The term was originally used in treaties to refer to the withdrawal of enemy troops and the restoration of prewar leadership. When used as such, it means that no side gains or loses any territorial, economic, or political rights. This contrasts with uti possidetis, where each side retains whatever territory and other property it holds at the end of the war.

==Historical examples==
An early example is the treaty that ended the Byzantine–Sasanian War of 602–628 between the Eastern Roman and the Sasanian Persian Empires. The Persians had occupied Asia Minor, Palestine and Egypt. After a successful Roman counteroffensive in Mesopotamia finally ended the war, the integrity of Rome's eastern frontier as it was prior to 602 was fully restored. Both empires were exhausted after this war, and neither was ready to defend itself when the armies of Islam emerged from Arabia in 632.

Another example is the sixteenth-century Abyssinian–Adal war between the Muslim Adal Sultanate and Christian Ethiopian Empire, which ended in a stalemate. Both empires were exhausted after this war, and neither was ready to defend itself against the Oromo Migrations.

===War of 1812===
The War of 1812 was fought between the United States and the United Kingdom, which was concluded with the Treaty of Ghent in 1814. During negotiations, British diplomats had suggested ending the war uti possidetis. While American diplomats demanded cession from Canada and British officials also pressed for a pro-British Indian barrier state in the Midwest and keeping parts of Maine they captured (i.e., New Ireland) during the war, the final treaty left neither gains nor losses in land for the United States or the United Kingdom's Canadian colonies.

===Football War===
The Football War, also known as the Soccer War or 100 Hour War, was a brief war fought between El Salvador and Honduras in 1969. It ended in a ceasefire and status quo ante bellum due to intervention by the Organization of American States.
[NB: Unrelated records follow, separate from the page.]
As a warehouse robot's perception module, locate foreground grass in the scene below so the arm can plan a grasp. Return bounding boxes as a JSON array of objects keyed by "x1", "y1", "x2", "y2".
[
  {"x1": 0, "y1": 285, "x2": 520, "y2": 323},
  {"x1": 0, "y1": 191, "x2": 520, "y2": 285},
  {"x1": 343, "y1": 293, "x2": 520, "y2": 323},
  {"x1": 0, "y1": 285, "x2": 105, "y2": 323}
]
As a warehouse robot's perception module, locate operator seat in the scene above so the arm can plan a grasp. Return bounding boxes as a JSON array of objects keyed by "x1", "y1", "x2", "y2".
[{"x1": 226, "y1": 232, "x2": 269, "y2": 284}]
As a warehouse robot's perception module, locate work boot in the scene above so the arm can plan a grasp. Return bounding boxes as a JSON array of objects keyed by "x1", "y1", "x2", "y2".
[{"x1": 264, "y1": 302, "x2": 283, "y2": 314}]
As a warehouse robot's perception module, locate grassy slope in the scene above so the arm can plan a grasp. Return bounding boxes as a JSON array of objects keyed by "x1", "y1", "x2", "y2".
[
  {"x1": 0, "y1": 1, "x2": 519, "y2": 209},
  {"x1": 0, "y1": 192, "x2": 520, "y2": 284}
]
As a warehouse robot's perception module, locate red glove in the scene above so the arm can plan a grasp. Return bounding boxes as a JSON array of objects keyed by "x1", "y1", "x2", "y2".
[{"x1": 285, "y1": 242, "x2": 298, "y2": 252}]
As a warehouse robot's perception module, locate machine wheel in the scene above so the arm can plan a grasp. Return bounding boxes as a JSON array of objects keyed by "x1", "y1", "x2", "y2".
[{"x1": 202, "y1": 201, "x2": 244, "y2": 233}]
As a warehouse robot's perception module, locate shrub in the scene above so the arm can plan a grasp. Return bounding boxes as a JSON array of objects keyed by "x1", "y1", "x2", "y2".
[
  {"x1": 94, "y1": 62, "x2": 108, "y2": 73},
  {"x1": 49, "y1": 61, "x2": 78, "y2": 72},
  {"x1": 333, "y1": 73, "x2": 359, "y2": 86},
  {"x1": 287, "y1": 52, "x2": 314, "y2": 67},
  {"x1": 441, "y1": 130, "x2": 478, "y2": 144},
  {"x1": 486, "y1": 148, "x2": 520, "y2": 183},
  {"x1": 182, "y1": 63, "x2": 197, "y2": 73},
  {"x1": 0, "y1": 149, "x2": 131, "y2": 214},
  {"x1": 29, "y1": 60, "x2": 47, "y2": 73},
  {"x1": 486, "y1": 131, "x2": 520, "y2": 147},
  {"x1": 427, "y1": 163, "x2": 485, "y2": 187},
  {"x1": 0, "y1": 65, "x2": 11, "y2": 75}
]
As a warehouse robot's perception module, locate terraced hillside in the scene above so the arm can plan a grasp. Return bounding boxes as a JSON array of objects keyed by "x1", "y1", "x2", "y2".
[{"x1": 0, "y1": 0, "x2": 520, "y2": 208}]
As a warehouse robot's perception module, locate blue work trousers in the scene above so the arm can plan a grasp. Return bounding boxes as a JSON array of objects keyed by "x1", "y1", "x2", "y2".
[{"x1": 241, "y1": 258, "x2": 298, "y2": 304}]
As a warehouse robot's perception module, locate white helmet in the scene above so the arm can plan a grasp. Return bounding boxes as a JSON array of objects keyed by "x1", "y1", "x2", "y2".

===Indo-Pakistani War of 1965===
The Indo-Pakistani War of 1965 was a culmination of skirmishes that took place between April 1965 and September 1965 between Pakistan and India. The conflict began following Pakistan's Operation Gibraltar, which was designed to infiltrate forces into Jammu and Kashmir to precipitate an insurgency against Indian rule. This war concluded in a stalemate with no permanent territorial changes (see Tashkent Declaration).

===Iran–Iraq War===
The Iran–Iraq War lasted from September 1980 to August 1988. "The war left the borders unchanged. Three years later, as war with the Western powers loomed, Saddam Hussein recognized Iranian rights over the eastern half of the Shatt al-Arab, a reversion to the status quo ante bellum that he had repudiated a decade earlier." In exchange, Iran gave a promise not to invade Iraq while the latter was busy in Kuwait.

===Kargil War===
The Kargil War was an armed conflict between India and Pakistan that took place between 3 May and 26 July 1999 in the Kargil district of Jammu and Kashmir and elsewhere along the Line of Control (LoC). The war started with the infiltration of Pakistani soldiers and armed insurgents into positions on the Indian side of the LoC. After two months of fighting, the Indian military regained most of its positions on the Indian side, and the Pakistani forces withdrew to their peacetime positions. The war ended with no territorial changes on either side.